"I find the rumors (about my marriage) tiring and exhausting," Her Serene Highness told a reporter. "I just don't understand where these rumors come from."
The wife of Monaco's Sovereign Prince Albert II further added that she was "serene and happy" in her union with the principality's ruler, and she recently deleted her Instagram account to shield her children from the prying eyes of the media.
Her remarks follow a 10-month-long absence from Monte Carlo and her royal role as she visited family in her native South Africa. Previous reports framed her return to the African nation as permanent and said that she would only come back to the micro-country that made her royalty to perform "ceremonial duties." This suggested that the 12-year marriage between the head of state and his consort was only for show and needed to continue since divorce would tarnish the Monégasque monarchy.
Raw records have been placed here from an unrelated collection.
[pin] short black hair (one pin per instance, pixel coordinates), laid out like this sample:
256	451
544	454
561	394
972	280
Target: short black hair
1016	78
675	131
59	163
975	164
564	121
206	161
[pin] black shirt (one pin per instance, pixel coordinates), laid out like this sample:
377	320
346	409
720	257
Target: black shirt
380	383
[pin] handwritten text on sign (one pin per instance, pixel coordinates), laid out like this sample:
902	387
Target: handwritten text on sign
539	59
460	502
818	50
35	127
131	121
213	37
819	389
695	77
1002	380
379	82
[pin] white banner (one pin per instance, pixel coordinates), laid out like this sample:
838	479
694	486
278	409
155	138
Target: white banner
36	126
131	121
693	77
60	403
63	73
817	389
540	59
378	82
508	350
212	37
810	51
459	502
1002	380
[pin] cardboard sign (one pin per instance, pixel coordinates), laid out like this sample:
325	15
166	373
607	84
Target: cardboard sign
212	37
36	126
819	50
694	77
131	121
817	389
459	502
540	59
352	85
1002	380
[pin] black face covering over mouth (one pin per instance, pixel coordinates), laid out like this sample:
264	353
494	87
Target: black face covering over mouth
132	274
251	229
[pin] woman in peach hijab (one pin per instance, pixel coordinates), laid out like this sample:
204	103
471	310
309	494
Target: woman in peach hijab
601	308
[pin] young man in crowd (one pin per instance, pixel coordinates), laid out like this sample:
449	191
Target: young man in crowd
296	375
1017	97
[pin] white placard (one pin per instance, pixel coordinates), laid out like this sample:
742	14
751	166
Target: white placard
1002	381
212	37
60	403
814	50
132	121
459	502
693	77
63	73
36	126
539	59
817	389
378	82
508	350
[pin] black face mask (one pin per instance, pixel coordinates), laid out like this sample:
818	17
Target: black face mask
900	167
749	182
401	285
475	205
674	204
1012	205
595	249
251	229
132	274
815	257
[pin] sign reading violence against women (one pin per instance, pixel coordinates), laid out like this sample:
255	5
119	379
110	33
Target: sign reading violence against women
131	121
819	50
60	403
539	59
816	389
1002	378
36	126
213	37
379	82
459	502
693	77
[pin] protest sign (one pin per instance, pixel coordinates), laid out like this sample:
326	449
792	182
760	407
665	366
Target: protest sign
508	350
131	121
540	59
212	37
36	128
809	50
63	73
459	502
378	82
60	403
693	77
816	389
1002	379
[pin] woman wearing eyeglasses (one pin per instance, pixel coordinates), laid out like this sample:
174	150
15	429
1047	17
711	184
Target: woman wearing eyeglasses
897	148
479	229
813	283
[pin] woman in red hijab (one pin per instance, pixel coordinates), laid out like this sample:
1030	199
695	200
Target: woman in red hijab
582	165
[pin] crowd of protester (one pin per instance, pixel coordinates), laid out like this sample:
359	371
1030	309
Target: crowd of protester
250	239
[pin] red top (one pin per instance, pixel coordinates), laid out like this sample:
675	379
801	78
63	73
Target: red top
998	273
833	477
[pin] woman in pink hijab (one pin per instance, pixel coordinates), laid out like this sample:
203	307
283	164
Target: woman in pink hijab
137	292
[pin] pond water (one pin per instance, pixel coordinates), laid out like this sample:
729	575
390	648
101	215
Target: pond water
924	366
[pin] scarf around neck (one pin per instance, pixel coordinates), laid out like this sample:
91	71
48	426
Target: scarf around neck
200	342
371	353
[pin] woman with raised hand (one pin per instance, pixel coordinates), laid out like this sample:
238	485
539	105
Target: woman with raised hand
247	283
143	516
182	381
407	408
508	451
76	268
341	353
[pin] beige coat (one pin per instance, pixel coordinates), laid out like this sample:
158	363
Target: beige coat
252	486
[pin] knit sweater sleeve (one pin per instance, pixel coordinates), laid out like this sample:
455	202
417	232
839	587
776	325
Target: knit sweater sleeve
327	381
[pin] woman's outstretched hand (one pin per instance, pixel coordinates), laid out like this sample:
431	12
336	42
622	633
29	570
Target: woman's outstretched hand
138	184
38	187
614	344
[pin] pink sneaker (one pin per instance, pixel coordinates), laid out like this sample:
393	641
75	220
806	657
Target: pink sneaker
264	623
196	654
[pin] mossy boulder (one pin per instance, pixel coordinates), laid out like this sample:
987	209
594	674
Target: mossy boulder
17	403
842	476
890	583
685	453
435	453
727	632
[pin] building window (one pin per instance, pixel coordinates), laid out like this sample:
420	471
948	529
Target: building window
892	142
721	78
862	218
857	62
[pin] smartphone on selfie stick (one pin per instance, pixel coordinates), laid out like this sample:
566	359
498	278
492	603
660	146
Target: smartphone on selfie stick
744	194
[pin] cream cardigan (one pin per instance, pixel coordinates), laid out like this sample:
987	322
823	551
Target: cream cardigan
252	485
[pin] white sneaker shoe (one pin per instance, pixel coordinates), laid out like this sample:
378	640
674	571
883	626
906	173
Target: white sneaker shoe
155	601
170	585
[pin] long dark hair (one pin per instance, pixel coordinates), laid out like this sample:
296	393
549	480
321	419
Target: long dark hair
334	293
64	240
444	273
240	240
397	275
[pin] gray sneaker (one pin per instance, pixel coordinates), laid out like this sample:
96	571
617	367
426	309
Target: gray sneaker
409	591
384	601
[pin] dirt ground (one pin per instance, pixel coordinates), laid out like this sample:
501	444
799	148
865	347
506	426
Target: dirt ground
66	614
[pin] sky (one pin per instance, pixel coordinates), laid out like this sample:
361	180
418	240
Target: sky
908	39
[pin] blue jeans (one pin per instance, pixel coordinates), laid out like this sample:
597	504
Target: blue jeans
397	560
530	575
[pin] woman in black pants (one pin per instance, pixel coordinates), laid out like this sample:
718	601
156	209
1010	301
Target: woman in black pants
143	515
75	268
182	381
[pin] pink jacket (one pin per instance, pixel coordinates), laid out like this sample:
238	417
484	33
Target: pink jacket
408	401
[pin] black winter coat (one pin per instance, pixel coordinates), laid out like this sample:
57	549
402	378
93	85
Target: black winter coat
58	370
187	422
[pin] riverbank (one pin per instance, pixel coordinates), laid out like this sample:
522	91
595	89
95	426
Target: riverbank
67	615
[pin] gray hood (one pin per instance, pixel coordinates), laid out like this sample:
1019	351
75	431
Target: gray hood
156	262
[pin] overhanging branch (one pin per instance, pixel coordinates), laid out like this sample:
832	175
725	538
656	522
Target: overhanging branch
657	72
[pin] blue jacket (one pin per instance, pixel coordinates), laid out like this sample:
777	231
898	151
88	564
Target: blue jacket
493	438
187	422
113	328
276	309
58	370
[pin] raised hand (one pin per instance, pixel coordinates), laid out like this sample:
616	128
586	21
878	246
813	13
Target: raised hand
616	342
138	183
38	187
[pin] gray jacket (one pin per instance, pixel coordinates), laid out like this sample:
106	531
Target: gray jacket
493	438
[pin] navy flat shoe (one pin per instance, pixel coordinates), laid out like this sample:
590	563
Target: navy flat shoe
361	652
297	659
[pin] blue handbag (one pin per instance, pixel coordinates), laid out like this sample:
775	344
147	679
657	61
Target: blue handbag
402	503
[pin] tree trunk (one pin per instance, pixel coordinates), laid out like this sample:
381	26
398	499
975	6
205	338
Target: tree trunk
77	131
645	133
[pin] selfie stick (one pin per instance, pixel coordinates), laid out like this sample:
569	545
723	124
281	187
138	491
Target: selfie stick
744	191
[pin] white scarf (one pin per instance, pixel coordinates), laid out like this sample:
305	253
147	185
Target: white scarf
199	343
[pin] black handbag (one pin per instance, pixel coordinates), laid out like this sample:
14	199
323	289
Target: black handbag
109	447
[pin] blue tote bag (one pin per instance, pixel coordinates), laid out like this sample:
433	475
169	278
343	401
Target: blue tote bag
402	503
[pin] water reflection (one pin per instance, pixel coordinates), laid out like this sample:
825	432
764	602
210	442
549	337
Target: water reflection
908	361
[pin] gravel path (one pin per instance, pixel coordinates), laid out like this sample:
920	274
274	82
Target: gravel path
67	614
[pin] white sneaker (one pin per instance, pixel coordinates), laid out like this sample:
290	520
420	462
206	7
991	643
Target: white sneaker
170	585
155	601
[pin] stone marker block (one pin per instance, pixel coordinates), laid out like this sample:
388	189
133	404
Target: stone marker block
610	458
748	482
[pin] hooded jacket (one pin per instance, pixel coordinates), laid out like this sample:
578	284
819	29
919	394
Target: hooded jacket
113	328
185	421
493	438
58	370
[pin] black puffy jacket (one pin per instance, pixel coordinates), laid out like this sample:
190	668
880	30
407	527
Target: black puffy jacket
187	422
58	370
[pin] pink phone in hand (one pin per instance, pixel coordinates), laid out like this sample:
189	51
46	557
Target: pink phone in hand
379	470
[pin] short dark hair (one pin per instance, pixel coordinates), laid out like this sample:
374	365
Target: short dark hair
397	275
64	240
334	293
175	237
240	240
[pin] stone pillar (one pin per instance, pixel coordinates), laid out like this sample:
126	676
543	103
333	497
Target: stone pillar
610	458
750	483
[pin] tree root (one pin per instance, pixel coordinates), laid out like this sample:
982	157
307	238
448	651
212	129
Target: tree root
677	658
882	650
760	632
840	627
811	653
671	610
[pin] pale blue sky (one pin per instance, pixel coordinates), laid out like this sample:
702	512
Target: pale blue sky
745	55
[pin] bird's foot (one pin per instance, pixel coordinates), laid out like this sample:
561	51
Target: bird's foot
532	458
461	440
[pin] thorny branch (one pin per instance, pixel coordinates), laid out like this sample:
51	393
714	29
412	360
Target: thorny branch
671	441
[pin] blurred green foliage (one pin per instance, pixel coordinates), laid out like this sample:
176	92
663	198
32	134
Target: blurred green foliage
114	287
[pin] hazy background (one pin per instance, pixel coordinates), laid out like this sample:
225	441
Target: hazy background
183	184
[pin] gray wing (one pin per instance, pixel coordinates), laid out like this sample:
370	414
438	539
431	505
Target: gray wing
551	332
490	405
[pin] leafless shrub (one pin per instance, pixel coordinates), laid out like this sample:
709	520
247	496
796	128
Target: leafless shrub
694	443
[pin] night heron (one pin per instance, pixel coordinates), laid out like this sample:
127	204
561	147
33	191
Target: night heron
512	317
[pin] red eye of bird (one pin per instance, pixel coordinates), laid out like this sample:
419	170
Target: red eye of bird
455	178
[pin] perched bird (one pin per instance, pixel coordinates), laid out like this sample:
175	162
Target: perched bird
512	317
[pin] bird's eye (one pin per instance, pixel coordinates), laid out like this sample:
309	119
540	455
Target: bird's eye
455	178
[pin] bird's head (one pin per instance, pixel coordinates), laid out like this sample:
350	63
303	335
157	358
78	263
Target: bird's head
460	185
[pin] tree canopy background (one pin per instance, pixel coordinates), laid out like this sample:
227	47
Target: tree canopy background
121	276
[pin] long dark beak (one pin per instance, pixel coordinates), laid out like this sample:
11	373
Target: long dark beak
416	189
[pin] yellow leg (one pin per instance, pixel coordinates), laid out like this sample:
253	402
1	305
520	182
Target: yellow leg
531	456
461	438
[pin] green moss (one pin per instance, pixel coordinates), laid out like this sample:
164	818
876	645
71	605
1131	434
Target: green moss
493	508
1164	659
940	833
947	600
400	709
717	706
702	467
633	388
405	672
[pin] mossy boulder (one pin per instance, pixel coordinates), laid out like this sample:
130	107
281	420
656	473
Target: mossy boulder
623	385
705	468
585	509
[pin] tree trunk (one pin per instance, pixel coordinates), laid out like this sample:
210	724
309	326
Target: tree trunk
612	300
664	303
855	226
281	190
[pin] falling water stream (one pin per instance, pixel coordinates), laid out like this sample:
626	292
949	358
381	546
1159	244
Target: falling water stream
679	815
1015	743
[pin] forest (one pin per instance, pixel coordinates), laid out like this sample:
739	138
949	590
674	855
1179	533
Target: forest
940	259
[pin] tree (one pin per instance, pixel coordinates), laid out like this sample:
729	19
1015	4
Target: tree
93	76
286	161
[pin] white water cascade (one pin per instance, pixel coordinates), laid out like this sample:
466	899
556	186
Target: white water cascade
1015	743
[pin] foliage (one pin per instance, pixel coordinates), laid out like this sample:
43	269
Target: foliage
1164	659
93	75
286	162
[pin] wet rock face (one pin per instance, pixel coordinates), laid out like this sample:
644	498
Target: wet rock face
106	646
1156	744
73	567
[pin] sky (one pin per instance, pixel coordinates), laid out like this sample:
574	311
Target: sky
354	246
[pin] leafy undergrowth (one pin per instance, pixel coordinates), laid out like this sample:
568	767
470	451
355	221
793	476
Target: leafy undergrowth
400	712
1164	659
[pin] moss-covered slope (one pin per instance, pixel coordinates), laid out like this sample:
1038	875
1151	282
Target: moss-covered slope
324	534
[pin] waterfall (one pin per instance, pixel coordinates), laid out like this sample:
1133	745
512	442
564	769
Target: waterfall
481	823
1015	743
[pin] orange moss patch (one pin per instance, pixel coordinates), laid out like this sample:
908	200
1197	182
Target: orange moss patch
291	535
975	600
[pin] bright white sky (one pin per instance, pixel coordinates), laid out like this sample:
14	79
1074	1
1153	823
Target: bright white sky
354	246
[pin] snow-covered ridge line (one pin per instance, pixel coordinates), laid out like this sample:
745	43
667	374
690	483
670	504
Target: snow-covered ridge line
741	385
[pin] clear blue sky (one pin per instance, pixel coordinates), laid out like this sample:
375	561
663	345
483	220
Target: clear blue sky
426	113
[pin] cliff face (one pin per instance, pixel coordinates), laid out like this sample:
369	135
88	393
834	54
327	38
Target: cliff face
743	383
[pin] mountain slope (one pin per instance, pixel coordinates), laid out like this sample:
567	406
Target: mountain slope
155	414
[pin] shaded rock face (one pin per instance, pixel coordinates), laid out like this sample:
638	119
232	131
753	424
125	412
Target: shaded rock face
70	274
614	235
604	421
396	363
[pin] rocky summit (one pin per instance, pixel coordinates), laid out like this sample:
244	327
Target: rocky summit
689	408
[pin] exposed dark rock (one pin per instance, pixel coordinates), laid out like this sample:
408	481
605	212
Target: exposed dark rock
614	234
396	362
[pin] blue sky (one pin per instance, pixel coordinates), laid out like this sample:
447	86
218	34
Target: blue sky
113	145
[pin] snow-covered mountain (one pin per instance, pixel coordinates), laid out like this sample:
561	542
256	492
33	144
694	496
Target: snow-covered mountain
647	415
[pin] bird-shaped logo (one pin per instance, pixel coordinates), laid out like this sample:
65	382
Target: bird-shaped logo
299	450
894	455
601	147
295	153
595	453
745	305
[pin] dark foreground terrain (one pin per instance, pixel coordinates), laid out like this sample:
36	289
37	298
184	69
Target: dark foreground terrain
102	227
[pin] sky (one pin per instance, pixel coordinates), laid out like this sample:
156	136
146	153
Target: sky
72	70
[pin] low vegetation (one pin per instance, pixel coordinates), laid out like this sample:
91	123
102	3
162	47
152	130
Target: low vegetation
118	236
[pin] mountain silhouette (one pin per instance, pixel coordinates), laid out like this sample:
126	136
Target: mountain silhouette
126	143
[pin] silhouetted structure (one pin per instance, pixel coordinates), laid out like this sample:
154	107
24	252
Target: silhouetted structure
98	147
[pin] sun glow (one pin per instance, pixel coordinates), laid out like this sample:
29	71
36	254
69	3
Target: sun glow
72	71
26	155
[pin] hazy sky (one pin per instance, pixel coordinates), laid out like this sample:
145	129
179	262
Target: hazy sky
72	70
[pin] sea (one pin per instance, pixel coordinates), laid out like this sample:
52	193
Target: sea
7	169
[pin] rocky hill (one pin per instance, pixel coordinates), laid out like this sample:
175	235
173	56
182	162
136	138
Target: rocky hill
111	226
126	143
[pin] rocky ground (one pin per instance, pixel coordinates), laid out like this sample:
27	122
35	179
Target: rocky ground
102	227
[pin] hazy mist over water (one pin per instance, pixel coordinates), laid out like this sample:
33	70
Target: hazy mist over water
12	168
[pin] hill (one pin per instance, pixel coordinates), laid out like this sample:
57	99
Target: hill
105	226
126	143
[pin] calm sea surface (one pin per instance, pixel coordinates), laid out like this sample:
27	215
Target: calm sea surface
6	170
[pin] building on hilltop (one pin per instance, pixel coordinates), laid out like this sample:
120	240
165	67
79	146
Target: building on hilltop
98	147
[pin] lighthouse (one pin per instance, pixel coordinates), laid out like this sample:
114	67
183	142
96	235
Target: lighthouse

The former Olympian also revealed that it was her express wish to keep her children, The Hereditary Prince of Monaco Jacques and Princess Gabriella, far from the public eye until it was absolutely necessary. Although she suggests everything is fine, her husband's statements about his wife seem to contradict the princess' recent comments.
"I sat her down with her brothers and a sister-in-law. She had already made her decision (to get treatment), and we only wanted her to confirm it in front of us that she wanted this," Monaco's reigning prince spilled. "She already knew the best thing to do was to go and have a rest and have a real medically framed treatment. For privacy reasons, it would have to be someplace outside of Monaco."
Albert II's remarks revealing how Charlene was "overwhelmed and unwell" are nothing new when it comes to numerous royal consorts around the world. Empress Masako of Japan also struggled with an "adjustment disorder" and severe depression when she was her nation's Crown Princess. Many analysts claim that a lot of this comes down to normal citizens marrying into ancient monarchies that instantly thrust them into the world's spotlight.
Although media reports and official palace statements are conflicting, Albert and Charlene remain resolute in their conviction that nothing is off with their union.
As The Royal Observer previously reported, both shot down investigative stories that probed the state of their marital lives. "I would like to formally deny the malicious rumors peddled by the French magazine Royauté," Albert and Charlene's press office said. "Please disregard this article, which is totally unfounded."
Prince Albert II and the former Charlene Wittstock were married on July 1, 2011, in the throne room of the Prince's Palace in Monte Carlo.
Daily Express reported on Charlene's comments.